The rave season should not only be considered in the overly publicized gatherings of the last ten years. Today, with the focus on the money of the organizers, the true essence of this social cultural dimension is being distorted.
Everything begins in America, in the mid-Eighties, with house and techno. These two worlds immediately present landscapes filled with experimental DJs. It is the era of samplers, sequencers, and all those synths with intriguing and futuristic names. The Detroit of techno is immediately colored by the likes of Derrick May, Jeff Mills, Carl Craig, Richie Hawtin, Juan Atkins, and Kevin Saunderson. The Chicago of house, on the other hand, features Frankie Knuckles, Jesse Saunders, Marshall Jefferson, and Mr. Fingers.

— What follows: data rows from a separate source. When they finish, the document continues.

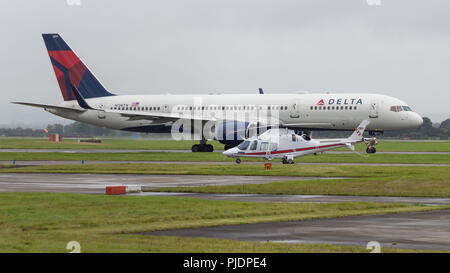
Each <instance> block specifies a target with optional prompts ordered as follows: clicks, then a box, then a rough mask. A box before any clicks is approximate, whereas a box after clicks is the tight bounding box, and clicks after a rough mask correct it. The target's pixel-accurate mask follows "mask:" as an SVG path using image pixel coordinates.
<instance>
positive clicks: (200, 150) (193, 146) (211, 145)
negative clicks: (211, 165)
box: [192, 140, 214, 153]
mask: <svg viewBox="0 0 450 273" xmlns="http://www.w3.org/2000/svg"><path fill="white" fill-rule="evenodd" d="M213 151H214V147H213V146H212V145H211V144H206V140H201V141H200V144H194V145H192V152H193V153H198V152H213Z"/></svg>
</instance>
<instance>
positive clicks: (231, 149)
mask: <svg viewBox="0 0 450 273" xmlns="http://www.w3.org/2000/svg"><path fill="white" fill-rule="evenodd" d="M236 153H237V149H236V148H231V149H228V150H226V151H224V152H223V153H222V154H223V155H226V156H233V155H235V154H236Z"/></svg>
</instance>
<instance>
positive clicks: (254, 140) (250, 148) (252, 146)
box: [250, 140, 258, 151]
mask: <svg viewBox="0 0 450 273" xmlns="http://www.w3.org/2000/svg"><path fill="white" fill-rule="evenodd" d="M257 146H258V141H257V140H254V141H253V142H252V145H250V150H252V151H254V150H256V147H257Z"/></svg>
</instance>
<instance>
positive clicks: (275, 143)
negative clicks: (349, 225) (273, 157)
mask: <svg viewBox="0 0 450 273" xmlns="http://www.w3.org/2000/svg"><path fill="white" fill-rule="evenodd" d="M269 148H270V150H271V151H276V150H277V148H278V144H277V143H270V146H269Z"/></svg>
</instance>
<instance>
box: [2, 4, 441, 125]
mask: <svg viewBox="0 0 450 273" xmlns="http://www.w3.org/2000/svg"><path fill="white" fill-rule="evenodd" d="M80 1H81V6H69V5H67V1H66V0H39V1H32V0H28V1H26V0H0V35H1V37H2V39H1V41H0V64H1V65H0V82H1V88H2V90H1V100H0V103H1V105H0V124H16V125H17V124H23V125H35V126H44V125H45V124H47V123H50V122H64V123H67V121H64V119H62V118H58V117H55V116H53V115H51V114H49V113H46V112H44V111H42V110H40V109H34V108H28V107H25V106H19V105H12V104H10V103H9V102H10V101H28V102H41V103H57V102H59V101H61V100H62V96H61V93H60V91H59V88H58V85H57V82H56V79H55V76H54V74H53V70H52V68H51V65H50V60H49V58H48V55H47V52H46V50H45V46H44V43H43V41H42V38H41V36H40V34H41V33H45V32H47V33H49V32H58V33H60V34H61V36H62V37H63V38H64V39H65V40H66V42H67V43H68V44H69V45H70V46H71V47H72V49H73V50H75V51H76V52H77V54H78V55H79V56H80V57H81V59H82V60H83V61H84V62H85V63H86V64H87V65H88V66H89V68H90V69H91V70H92V71H93V73H94V74H95V75H96V76H97V77H98V78H99V80H100V81H101V82H102V83H103V84H104V85H105V86H106V87H107V88H108V89H109V91H111V92H113V93H116V94H159V93H166V92H170V93H173V94H182V93H189V94H201V93H209V92H221V93H238V92H245V93H255V94H257V89H258V87H263V88H264V89H265V92H266V93H289V92H294V91H309V92H312V93H317V92H325V91H326V92H333V93H343V92H374V93H380V94H386V95H391V96H394V97H398V98H400V99H402V100H404V101H406V102H407V103H408V104H409V105H410V106H412V108H413V109H414V110H416V111H417V112H419V113H420V114H421V115H423V116H428V117H431V118H432V120H433V121H435V122H437V121H442V120H443V119H445V118H450V111H449V106H448V102H449V101H450V92H449V91H450V77H449V73H450V2H449V1H445V0H442V1H437V0H431V1H430V0H427V1H425V0H381V6H369V5H368V4H367V2H366V0H340V1H336V0H308V1H306V0H305V1H301V0H251V1H250V0H159V1H138V0H134V1H125V0H123V1H115V0H80Z"/></svg>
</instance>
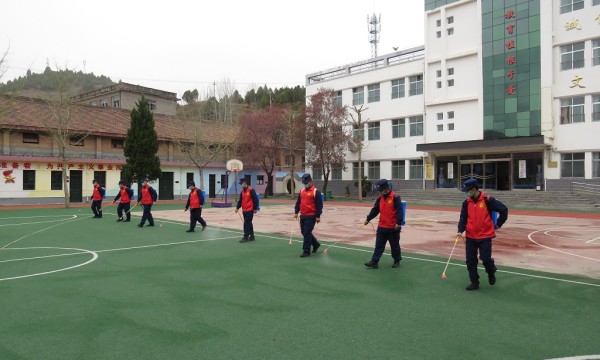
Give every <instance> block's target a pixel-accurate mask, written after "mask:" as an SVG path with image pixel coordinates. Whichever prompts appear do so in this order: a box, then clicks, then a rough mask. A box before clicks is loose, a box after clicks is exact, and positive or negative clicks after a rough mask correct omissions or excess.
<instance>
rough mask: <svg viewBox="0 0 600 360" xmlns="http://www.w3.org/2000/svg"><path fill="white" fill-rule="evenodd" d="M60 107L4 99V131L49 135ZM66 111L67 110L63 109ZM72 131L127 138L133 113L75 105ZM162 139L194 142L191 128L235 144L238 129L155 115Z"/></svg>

The great exploits of these two genres, from "Clear," "Strings Of Life," "On And On" and ending with "Your Love," "Techno City," "Can You Feel It?" and "Acid Tracks," leave an indelible mark. Practically, between the mid and late Eighties, the Bible of the genre is created, so sacred as to serve both for future dance of Corona and Snap! and for more "cultured" territories like IDM. The concept of rave, synthetic high and gatherings to listen to music includes not only samples and electronic instruments.
There is also the whole range of shoegaze and the Madchester Sound: the former being the distorted vision of the psychedelia of the Byrds and Velvet Underground, the latter a new guise of the acid funky used up to that point in the post-punk scene (see some sounds of Rip Rig & Panic's "God"). The Eighties are over, and this scene in rapture is still awaiting something: it must reach 1991 to definitively complete the cycle.
A strange band called Primal Scream, which has made two records practically without sending too many signals, is preparing to release the third album. Andy Weatherall, guru producer, is the one who puts veiled hands on the new material of the combo. Picture those total works, like "Sgt. Pepper"? "Screamadelica" is precisely that kind of sonic Eden. A box where everything can be gathered, where everything is in its right place and absence of dead spots and imperfections. Primal Scream is a concentrate of Madchester Sound, pseudo shoegaze, and acid house.
This colossal melting pot is instantly shaken by "Movin On Up" (yes, the song they used in that car commercial), true gospel revival of the most camouflaged Stones with an ultra sticky refrain. With the second track "Slip Inside This House," we're starting to be assailed by some doubts: "I've heard this title before... isn't it a cover of the 13th Floor Elevators?" Indeed it is. The Primal Scream version stuffs this historic lesson of psychedelia with electronics, making future Oasis understand that the masters of mumbled refrains are only them. But there aren't only echoes and old copy pastes.
The future begins with the pompous jungle of "Don't Fight It, Feel It," masterfully stuffed with bass and sampling. These three excellent starters prepare us for the timeless "Higher Than The Sun," the true zenith of the rave era. The recipe is: pulsing dub bass, effected voice, rarefied introduction on the edge of the ancestral, subsequent triumph of the swaying drum kits and a faded high school end.
"Come Together" consecrates all this. It's trivial to compare the piano phrasings to the dance schemes of summer hits. Here there is much more. The exciting choir, which weaves into the synthetic dance, perfectly seals an era, a generation, thus becoming the stereotype of the classic tune that is shouted at concerts, but the real ones. Now you might think: "Okay, I've read the hits. Now there are surely the fillers and similar stuff."
Do you believe that in "Screamadelica" there's more? We find "Damaged," a ballad to make Jagger and Richards envious, "Loaded," an exhilarating exotic fanfare with trumpets and blues guitars coming from another planet (perhaps a step below "Come Together"), and the dub version of "Higher Than The Sun" with guest Jah Wobble (the colossal bassist of Public Image Ltd.). Yes, now it's truly all over, even though in this strange ending lies the dawn of everything.
"The perfect fusion between House and Pop invents a new and brilliant formula that changed the course of the '90s."
"Primal dared such moves with such ease and calmness, proving how far ahead they were compared to stagnant Brit-pop."
"Screamadelica cannot be denied the credit of being one of the most creative and inspired albums of recent years."
"By giving free rein to everyone’s creativity and inspiration, this album was born where rock takes on unusual and inspired forms."
It’s infinitely sweet to immerse oneself in a nebulous past, made more of sensations than of memories now erased over time by the distraction of memory.
You will see that one day we will all meet again, it will return, and we will dance and sing and hail some of our sign of belonging and we will be satisfied.
Screamadelica was the awakening from the sexy and scorching nightmare of Bobby Gillespie, probably the Zenith of a personality certainly chaotic but deeply transformative and transparent.
We wanna be free, we wanna be free to do what we wanna do.